Researchers at Texas Children’s Hospital have found that the middle part of the brain guides the hippocampal region — the brain’s front part that is crucial for memory and navigation. The study, published in Nature, explains the underlying steps of a new neural pathway that governs how signalling occurs across the brain’s regions. This study will help shed light on how a person learns new things or behaves in new environments.
It is known that the brain’s neurons can reorganise their structure and connections in response to learning or adapting to new input from the external environment. This self-organising activity of the brain, or neuroplasticity, happens due to synaptic plasticity, or repeated communication between neurons at non-contact junctions called synapses. The repeated communication exchange between the neurons forms a neural network in response to an external signal.
“It [the result of the study] completely changes our view of how learning-dependent changes in the brain occur and reveals new realms of possibilities that will transform and guide how we approach neurological and neurodegenerative disorders in the future,” said Dr Jeffrey Magee, professor at Baylor College of Medicine, in a statement.
The brain adaptability – or how it rewires in response to changes in the external environment, information, and experiences – has baffled scientists for long. However, various synaptic plasticity theories, like Hebbian’s theory that says “neurons that fire together, wire together”, were proposed to explain the same.
In 2021, Dr Jaffery Magee’s research team from the Baylor College of Medicine found evidence of change in the neurons’ activity of the hippocampus in response to adapting to a new activity or environment and termed it behavioural timescale synaptic plasticity (BTSP). The result also showed that an internal signal triggered the communication process between neurons in response to the external factor.
In the follow-up research in 2022, the research team conducted experiments on mice to identify the internal brain region that triggers the activity of neurons in the hippocampus. Brain neuron activity while the rodents ran on a treadmill in two different environments, were recorded.
First, sugar water was kept as a reward on the treadmill. After the mice ran each lap the position of the reward was changed. Researchers observed that the mice ran at the same speed to get at the reward. When the sugar water bottle was fixed on the treadmill, however, the mice slowed down when approaching it.
A powerful microscope recorded the mice’s brain activity in the experiment. The researchers observed an increased density and activity of specific neurons (place cells) in the front part of the brain, which is responsible for the changes in the behaviour of mice.
“The behaviour change was accompanied by increased density and activity of place cells around the hippocampal region. This indicated that changes in place cells can lead to adaptive reorganisation of mice’s brains,” Dr Christine Grienberger, a post-doctoral fellow in Dr Jaffery Magee’s lab at Texas Children’s Hospital, said in the statement.

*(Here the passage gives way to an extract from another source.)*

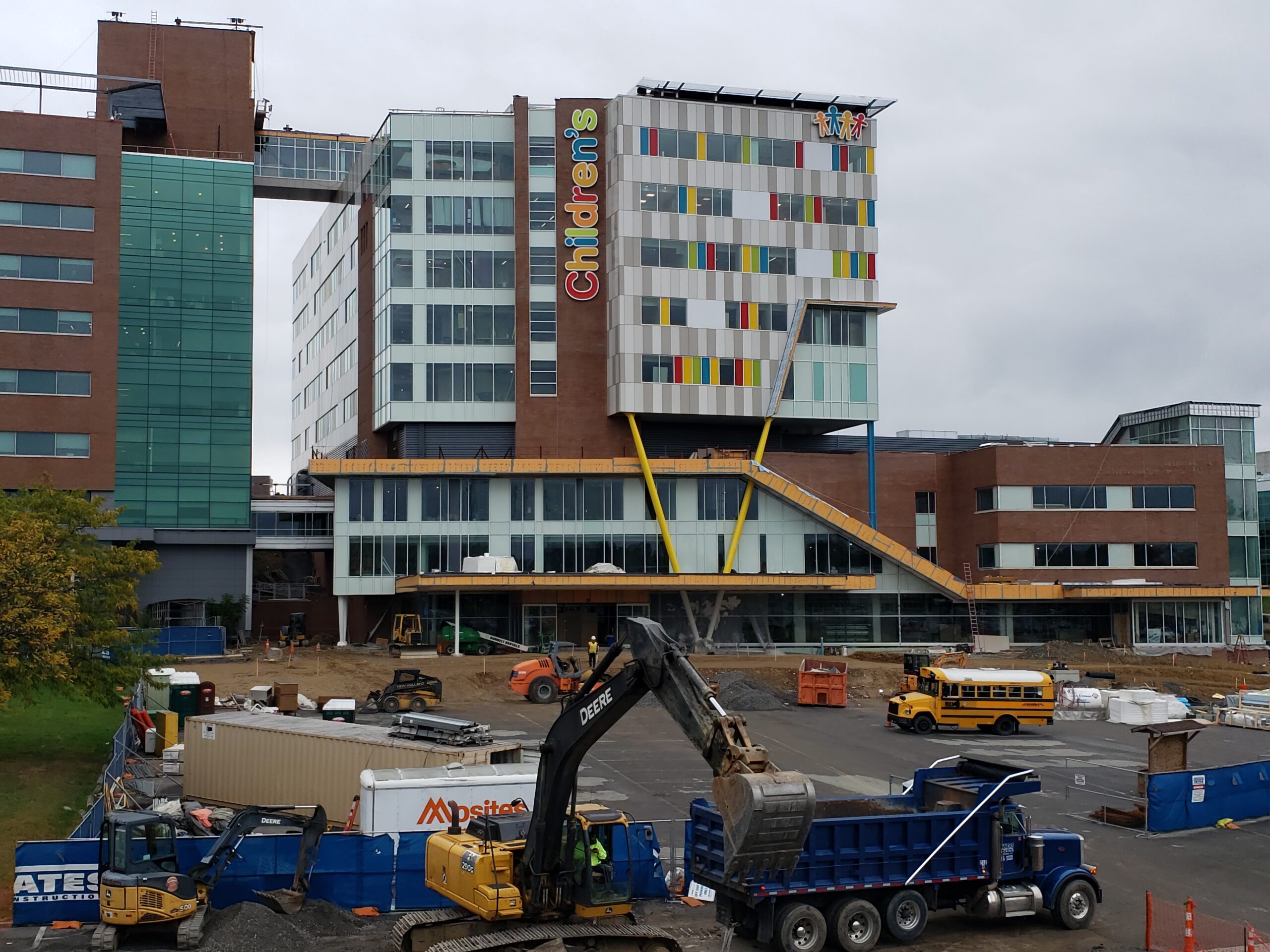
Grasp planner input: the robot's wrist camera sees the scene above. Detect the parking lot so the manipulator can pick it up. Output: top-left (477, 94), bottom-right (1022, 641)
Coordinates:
top-left (447, 703), bottom-right (1270, 950)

However, the signal for the neuron activity was not observed in the hippocampus. Therefore, the researchers hypothesized that it could be coming from the brain’s middle – the entorhinal cortex – which acts as a gateway for the entry and exit of information to the hippocampus region.
To test the hypothesis, they switched off the function of a specific group of nerve fibres of the brain’s middle region and noticed that the activity and density of the place cells in the hippocampus also diminished immediately. Hence, the researchers concluded that the middle part of the brain controls the front part of the brain during neural activity.